Almost every state it is illegal for a landlord to retaliation against a tenant for exerting their legal rights. Under most landlord statutes, a landlord can’t evict, harass or raise the rent of a tenant for actions such as complaining to a government agency or requesting legally-mandated repairs.
Identifying what is a illegal landlord retaliation
If you come across a landlord tenant dispute it can go south and you as the tenant can decide to inform the authorities the tenant is protected from certain retaliatory activity. However, the landlord is not permitted to go after the tenant in a number of ways. The kinds of retaliatory acts covered by most states statutes includes:
Increasing the rent
Ending month- to- month tenancy or refusing to renew a lease.
Firing off an eviction lawsuit if a tenant decides to stay put up a fight in court; and
Petty inconveniences like draining a pool, removing laundry facilities, canceling cable services.
The tenant must prove that these actions were retaliation. That is where the state laws against landlord retaliation come into play.
State Landlord Retaliation laws
Under the state landlord retaliation laws protect tenants from vengeful landlords. If landlords try to evict a tenant for informing government agencies of code violations or for requesting that the landlord make repairs and maintain the rental property in fit and habitable condition.
How to Prove the right information That It's Retaliation
If you’re highly determined to fight back by filing suit or hunkering down and defending against an eviction, there’s one more issue you need to think about. How do you prove your landlord is trying to retaliate against you? In the real world, landlords are rarely so foolish as to say directly, “If you complain to the housing department, I’ll evict you!” Instead, they’re likely to stick it to you for a trumped-up reason, hoping to mask the fact that the real motive is to get rid of a tenant whom they regard as a troublemaker. Common examples of cover-ups that are really retaliations are:
an unexplained termination that follows hard on the heels of a long-term tenant’s legitimate decision to withhold the rent
a refusal to renegotiate a lease following a tenant’s complaint to the health department, and
sending a termination notice alleging misuse of common facilities after a tenant has used the common room to bring tenants together to fight a proposed rent increase.

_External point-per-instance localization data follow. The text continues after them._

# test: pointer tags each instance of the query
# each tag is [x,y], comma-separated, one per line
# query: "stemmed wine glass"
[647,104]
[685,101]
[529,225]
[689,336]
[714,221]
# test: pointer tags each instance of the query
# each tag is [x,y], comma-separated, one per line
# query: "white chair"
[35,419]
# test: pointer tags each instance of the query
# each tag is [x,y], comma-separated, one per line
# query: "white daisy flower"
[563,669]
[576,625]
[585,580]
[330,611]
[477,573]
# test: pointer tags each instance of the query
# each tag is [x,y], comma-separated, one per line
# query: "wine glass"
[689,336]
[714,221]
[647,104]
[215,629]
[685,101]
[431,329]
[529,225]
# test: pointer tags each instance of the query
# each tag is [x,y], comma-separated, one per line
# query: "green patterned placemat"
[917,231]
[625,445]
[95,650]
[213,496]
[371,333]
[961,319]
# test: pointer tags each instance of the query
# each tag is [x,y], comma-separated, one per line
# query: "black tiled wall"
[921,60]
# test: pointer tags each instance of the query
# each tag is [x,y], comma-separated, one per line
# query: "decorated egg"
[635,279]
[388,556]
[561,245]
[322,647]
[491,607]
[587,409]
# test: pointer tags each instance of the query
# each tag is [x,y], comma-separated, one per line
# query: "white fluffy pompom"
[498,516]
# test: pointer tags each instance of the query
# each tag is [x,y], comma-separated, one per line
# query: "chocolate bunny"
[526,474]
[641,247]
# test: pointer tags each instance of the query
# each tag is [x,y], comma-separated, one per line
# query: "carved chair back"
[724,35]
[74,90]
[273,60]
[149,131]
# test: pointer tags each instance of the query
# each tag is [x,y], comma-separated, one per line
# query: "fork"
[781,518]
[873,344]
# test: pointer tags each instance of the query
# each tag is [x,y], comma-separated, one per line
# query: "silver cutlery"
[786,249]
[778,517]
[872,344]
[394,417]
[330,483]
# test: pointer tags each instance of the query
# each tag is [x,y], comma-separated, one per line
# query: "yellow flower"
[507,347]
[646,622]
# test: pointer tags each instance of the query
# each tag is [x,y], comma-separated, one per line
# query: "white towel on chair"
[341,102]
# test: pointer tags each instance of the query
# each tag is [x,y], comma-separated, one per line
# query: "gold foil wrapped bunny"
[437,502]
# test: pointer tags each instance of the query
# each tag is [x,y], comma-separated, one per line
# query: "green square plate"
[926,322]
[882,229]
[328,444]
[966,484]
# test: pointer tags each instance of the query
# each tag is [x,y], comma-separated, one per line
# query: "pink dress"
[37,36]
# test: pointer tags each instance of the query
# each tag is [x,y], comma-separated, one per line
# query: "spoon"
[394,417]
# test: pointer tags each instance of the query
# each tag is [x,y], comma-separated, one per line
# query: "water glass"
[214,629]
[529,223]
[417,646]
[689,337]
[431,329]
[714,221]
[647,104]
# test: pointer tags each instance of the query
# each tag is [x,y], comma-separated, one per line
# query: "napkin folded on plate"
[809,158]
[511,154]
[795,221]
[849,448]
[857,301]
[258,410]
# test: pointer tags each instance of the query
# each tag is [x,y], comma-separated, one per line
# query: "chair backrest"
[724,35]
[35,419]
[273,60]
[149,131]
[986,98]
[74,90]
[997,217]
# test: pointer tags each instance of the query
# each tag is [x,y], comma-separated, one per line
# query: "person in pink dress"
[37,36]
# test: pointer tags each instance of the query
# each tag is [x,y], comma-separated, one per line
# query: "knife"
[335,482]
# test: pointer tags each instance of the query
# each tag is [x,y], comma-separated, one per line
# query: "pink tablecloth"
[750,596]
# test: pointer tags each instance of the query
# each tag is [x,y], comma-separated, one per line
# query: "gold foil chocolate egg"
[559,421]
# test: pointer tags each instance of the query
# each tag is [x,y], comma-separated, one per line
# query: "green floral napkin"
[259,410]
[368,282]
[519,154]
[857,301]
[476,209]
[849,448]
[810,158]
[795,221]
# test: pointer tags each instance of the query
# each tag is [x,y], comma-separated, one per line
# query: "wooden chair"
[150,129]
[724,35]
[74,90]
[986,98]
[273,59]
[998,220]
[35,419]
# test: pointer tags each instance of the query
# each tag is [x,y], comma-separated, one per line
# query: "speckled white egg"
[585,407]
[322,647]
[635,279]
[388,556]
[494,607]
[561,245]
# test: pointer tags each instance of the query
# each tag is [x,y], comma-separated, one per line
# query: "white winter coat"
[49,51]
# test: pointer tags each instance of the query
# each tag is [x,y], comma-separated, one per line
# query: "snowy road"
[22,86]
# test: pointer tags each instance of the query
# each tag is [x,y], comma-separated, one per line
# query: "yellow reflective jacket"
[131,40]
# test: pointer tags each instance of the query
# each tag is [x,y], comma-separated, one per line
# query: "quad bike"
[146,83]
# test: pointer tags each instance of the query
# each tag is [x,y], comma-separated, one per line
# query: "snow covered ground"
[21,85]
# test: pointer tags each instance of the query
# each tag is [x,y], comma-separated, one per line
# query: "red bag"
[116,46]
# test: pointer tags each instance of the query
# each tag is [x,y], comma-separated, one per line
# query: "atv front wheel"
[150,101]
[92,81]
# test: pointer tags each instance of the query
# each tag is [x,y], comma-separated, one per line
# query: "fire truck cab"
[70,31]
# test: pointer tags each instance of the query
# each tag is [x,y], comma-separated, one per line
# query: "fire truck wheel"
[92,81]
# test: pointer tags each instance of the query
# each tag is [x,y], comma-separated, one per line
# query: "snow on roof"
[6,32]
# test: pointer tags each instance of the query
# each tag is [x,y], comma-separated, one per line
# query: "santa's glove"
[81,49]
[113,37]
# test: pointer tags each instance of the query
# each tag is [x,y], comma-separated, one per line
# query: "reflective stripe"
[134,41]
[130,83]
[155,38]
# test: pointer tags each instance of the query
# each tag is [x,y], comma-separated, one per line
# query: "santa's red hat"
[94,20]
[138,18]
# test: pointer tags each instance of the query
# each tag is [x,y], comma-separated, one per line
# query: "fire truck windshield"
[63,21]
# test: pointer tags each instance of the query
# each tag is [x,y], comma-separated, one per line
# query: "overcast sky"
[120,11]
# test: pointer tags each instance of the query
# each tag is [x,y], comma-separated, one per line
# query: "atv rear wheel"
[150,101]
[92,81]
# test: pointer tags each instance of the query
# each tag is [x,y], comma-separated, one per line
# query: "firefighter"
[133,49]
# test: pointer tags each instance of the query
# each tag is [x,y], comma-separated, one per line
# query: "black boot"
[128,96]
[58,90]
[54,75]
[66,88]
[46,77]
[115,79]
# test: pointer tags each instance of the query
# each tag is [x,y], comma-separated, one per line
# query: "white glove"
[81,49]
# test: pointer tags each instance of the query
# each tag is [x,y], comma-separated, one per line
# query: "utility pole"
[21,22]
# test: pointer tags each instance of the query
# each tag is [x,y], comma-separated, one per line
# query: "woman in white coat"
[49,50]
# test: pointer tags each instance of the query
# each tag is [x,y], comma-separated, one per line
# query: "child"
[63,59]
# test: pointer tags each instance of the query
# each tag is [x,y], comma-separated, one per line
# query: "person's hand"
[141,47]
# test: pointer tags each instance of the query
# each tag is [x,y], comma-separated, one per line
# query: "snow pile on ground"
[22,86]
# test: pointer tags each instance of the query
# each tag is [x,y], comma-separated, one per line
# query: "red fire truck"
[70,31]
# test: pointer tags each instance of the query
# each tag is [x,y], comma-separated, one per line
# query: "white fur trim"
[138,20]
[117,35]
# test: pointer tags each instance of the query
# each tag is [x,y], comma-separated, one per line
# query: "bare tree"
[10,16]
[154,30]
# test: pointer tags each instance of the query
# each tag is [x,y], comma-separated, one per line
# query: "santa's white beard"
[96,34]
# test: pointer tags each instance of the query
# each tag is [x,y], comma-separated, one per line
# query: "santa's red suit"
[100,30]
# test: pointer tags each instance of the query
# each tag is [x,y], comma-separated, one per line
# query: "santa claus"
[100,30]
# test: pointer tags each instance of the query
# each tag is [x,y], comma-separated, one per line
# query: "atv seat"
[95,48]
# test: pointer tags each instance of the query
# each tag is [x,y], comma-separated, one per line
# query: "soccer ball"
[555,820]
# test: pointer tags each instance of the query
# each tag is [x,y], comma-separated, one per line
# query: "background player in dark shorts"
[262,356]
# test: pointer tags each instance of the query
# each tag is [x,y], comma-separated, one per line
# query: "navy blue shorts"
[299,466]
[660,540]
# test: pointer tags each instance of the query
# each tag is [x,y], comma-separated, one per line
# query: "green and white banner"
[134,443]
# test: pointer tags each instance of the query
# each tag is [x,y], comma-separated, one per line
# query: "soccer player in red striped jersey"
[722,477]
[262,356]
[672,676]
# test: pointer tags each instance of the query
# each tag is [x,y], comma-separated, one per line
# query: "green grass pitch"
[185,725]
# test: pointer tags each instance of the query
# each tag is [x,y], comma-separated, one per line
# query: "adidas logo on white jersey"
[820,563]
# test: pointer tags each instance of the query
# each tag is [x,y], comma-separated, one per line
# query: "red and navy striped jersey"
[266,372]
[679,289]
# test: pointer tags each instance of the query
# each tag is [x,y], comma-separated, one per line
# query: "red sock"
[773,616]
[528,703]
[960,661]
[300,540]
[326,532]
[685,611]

Fortunately, however, many states give tenants an edge when it comes to unmasking illegal reasons to end a tenancy. In many states, the landlord is presumed to be retaliating against you if a tenancy is ended (or services decreased) within a certain amount of time after your exercise of a legal right, typically six months but sometimes 90 days or one year. This means that it will be up to the landlord to prove to the judge, should you end up in court, that his motives were not retaliatory.
THIS IS NOT LEGAL ADVICE.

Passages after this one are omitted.